A Question of Authority:

What is the ultimate authority in religious matters? Is it Church tradition or is it the Scripture? When Jesus came to this earth, to what did He appeal as the final authority? Consistently He looked to the Sacred Word, the writings of the divinely inspired prophets as being the ultimate authority, and not the “tradition of the elders.” Matthew 15:2-6; Mark 7:1-13. For the Protestant, the answer should be easy. “Sola Scripture,” or “Scripture alone” was the slogan of the Reformation. “All Scripture is given by inspiration of God, and is profitable for doctrine, for reproof, for correction, for instruction in righteousness, that the man of God may be complete, thoroughly equipped for every good work.” II Timothy 3:16, 17. Paul commended the believers at Berea because they “searched the Scriptures daily to find out whether these things were so.” Acts 17:11.

The papacy presents a different picture. She claims that truth is derived from Scripture and “tradition,” or the pronouncements of the Church. But obviously “tradition” occupies the higher place between the two. Here are some quotations from Catholic sources on this subject.

“Sunday is our mark of authority….The Church is above the Bible, and this transference of Sabbath observance is proof of that fact.”  Catholic Record, September 1, 1923.

“The pope has power to change times, to abrogate laws, and to dispense with all things, even the precepts of Christ.” Decretal de Translat, Episcop. Cap.

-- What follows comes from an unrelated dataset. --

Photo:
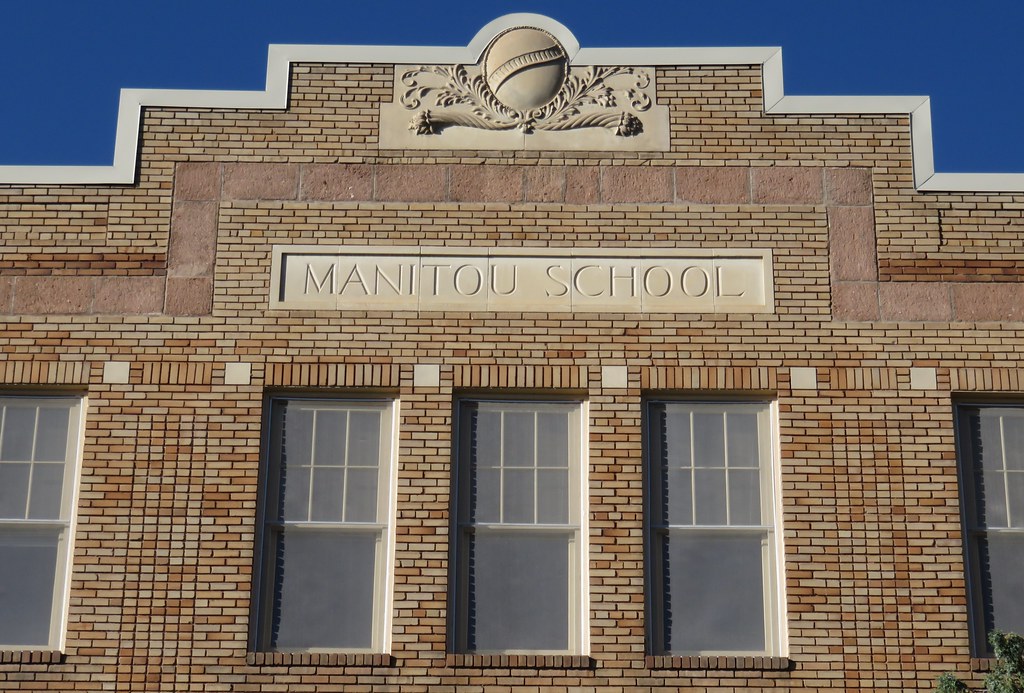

“Most Christians assume that Sunday is the biblically approved day of worship. The Catholic Church protests that it transferred Christian worship from the biblical Sabbath (Saturday) to Sunday, and that to try to argue that the change was made in the Bible is both dishonest and a denial of Catholic authority. If Protestantism wants to base its teachings only on the Bible, it should worship on Saturday.”  Rome’s Challenge Dec 2003

“Perhaps the boldest thing, the most revolutionary change ever did, happened in the first century. The holy day, the Sabbath, was changed from Saturday to Sunday. The “Day of the Lord” was chosen, not from any direction noted in the Scriptures, but from the (Catholic) Church’s sense of its own power….People who think that the Scriptures should be the sole authority should logically become Seventh-day Adventists, and keep Saturday holy.”  St. Catherine Church Sentinel, Algonac, Michigan, May 21, 1995.